The model also suggests a more equitable distribution of value along the supply chain, with a greater share of profits going to farmers. Finally, some say it could potentially stabilise the market, providing greater predictability for farmers and buyers alike and reducing the risk of market crashes or price collapses. 

However, critics argue that it is rooted in an outdated understanding of economic dynamics that fails to account for the industry’s multifaceted nature. 

“A minimum price for coffee doesn’t allow coffee farmers to thrive, because the cost of production varies. The minimum price doesn’t align with the specific economics in each country,” says David Pohl, coffee consultant.

A one-size-fits-all approach to pricing would fail to account for nuances, potentially putting certain farmers or regions at a disadvantage.

But it’s more nuanced than that

Considerations like inflation, huge differences in the cost of production, what technology is available, and differences in productivity across different countries and regions all make setting a minimum price challenging. 

With origins competing for sparse buyers in a context of oversupply, mandating a minimum price for coffee becomes seemingly impossible. Buyers also face pressure from competitors paying and charging less for coffee, which puts downward pressure on the rest of the supply chain.

“Minimum coffee price roadmaps developed by diverse councils and international organisations look great on paper,” says Robert. “But I fail to see how this can be implemented in practice.”

Setting a mandatory minimum price could also distort market dynamics and undermine the principles of supply and demand. In a free market, prices serve as signals that balance supply and demand, incentivising efficient allocation of resources and promoting market equilibrium. 

By artificially inflating prices, a mandatory minimum price could lead to oversupply, hoarding, and inefficiencies in the coffee market, ultimately harming both producers and consumers.

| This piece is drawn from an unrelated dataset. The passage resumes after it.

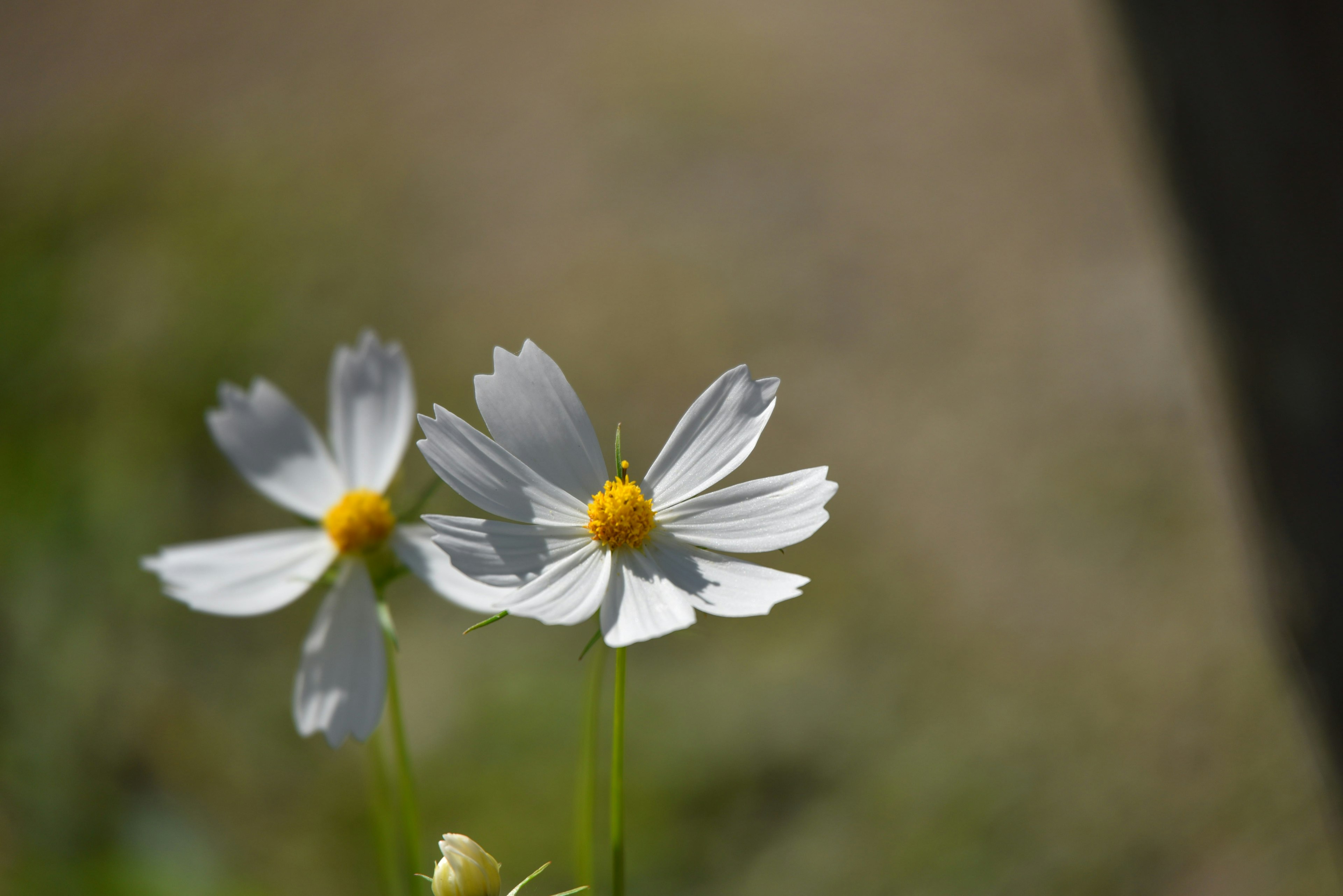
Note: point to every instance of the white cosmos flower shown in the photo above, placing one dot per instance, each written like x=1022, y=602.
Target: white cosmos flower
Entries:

Moreover, enforcing a mandatory minimum price would require a robust regulatory framework and oversight mechanisms, which may be challenging to implement effectively. Compliance with price regulations could also incentivise informal or illegal trading practices, undermining efforts to promote transparency and fair trade in the coffee industry.

Initiatives like Fair Trade, which sets a minimum price, have been successful, but they still face challenges. The diversity of coffee-producing regions necessitates tailored solutions considering local economies, production costs, technology degree and productivity, and each community’s unique challenges.

“The way forward is more than setting a minimum price,” says Robert. “It’s to get small coffee farmers to diversify their income streams. I’m afraid that there will be fewer small coffee producers if they don’t have other incomes besides coffee.”

Initiatives that promote sustainable farming practices, value-added processing, and market diversification could be more helpful for coffee farmers to build resilience and adapt to changing market conditions. 

If instead of focusing solely on price interventions, the industry focused more on addressing underlying issues like access to credit, technical assistance, market information, and infrastructure development, it could perhaps achieve more sector stability.

While the idea of a mandatory minimum price for coffee may seem appealing as a solution to address farmer poverty and income instability, the reality is far more complex. Getting consensus in practice from a global, multi stakeholder industry is a challenge that will be hard to overcome.